Sunday, March 21, 2010

Entertaining Easily - Economically

Pet Milk Company, St. Louis, Mo., 1941


The sponsor also brought radio listeners Saturday nights with Jessica Dragonette [they don't make minor celebrity names like they used to!]


The recipes are introduced by Mary Lee Taylor, hostess of Pet's "Radio Demonstrations of better food made at lower cost"—


The text is quite earnest, beginning, "You may be feeling that the word 'party' doesn't fit at all into your world as you find it today." This was published sometime in 1941—I'm assuming it was before Pearl Harbor, and that the remark refers mainly to the Depression.

The introduction continues for a full page, even including words of more than one syllable. It's always impressive—and more than a little depressing—to see how advertisers of the past expected the public to be literate. On the other hand, this is all in the service of claiming the housewife's cooking will be "extra wholesome" as well as thrifty, when she uses "Irradiated Pet Milk which costs less generally than ordinary milk."
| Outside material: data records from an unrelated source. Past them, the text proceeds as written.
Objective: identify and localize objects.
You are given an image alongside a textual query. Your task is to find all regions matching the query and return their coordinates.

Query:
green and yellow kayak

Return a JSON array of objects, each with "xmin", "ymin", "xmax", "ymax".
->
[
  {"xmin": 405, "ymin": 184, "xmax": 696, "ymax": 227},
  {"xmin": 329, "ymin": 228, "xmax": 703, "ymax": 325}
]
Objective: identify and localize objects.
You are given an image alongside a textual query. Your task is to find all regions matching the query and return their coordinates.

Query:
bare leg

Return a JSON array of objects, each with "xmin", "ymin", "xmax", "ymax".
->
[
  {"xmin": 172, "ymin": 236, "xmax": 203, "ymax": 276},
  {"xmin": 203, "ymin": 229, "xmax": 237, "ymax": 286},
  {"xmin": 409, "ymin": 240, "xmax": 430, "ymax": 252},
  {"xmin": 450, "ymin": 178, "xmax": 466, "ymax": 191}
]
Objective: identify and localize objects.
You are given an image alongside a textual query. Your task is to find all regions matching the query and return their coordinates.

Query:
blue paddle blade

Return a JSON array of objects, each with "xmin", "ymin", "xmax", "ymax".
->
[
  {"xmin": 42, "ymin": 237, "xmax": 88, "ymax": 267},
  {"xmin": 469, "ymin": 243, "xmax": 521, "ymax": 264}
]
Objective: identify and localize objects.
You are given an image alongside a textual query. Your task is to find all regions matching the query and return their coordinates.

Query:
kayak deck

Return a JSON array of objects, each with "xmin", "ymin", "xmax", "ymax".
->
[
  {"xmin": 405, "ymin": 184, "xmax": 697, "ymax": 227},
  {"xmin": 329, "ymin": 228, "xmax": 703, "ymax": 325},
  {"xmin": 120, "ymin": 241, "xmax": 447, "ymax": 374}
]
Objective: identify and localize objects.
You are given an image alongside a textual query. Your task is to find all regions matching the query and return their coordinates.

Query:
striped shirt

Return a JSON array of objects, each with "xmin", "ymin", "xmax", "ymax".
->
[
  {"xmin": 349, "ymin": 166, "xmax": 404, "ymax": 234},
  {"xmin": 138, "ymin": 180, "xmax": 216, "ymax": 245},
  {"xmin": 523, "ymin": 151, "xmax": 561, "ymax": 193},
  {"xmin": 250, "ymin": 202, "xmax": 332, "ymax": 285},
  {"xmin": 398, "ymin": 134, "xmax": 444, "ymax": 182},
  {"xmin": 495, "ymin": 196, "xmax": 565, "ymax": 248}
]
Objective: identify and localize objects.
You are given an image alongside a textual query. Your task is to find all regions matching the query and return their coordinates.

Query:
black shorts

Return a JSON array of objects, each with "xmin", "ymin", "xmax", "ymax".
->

The manufacturer's "scientific" pitch goes on to tout the product, "sterilized in sealed cans...as safe as if there were no disease germs in the world. Pet Milk is irradiated, enriched with extra 'sunshine' vitamin D..."

The appeal of the recipes is about as credible as that pitch. They are good old American stodgy: vegetables are rarely mentioned, with occasional exceptions for celery, parsley, or canned mushrooms.

A few recipes are illustrated with unfortunate period color photography—



Even more unfortunate is the small nod to exotic dishes: "[American] Cheese Fondue," and, "Pet Chop Suey." Although the last is frightening—the actual recipe, that is; forget the double entendre—the canned bean sprouts, celery and onions in the ingredients include more vegetables than most other recipes here. But, who needs vegetables, when you can have healthful Irridiated Pet Milk added to absolutely everything?

The recipes and nutritional pitch may seem completely dated. Yet Pet Fudge still makes its appearance at office pot lucks and family holiday dinners throughout the nation.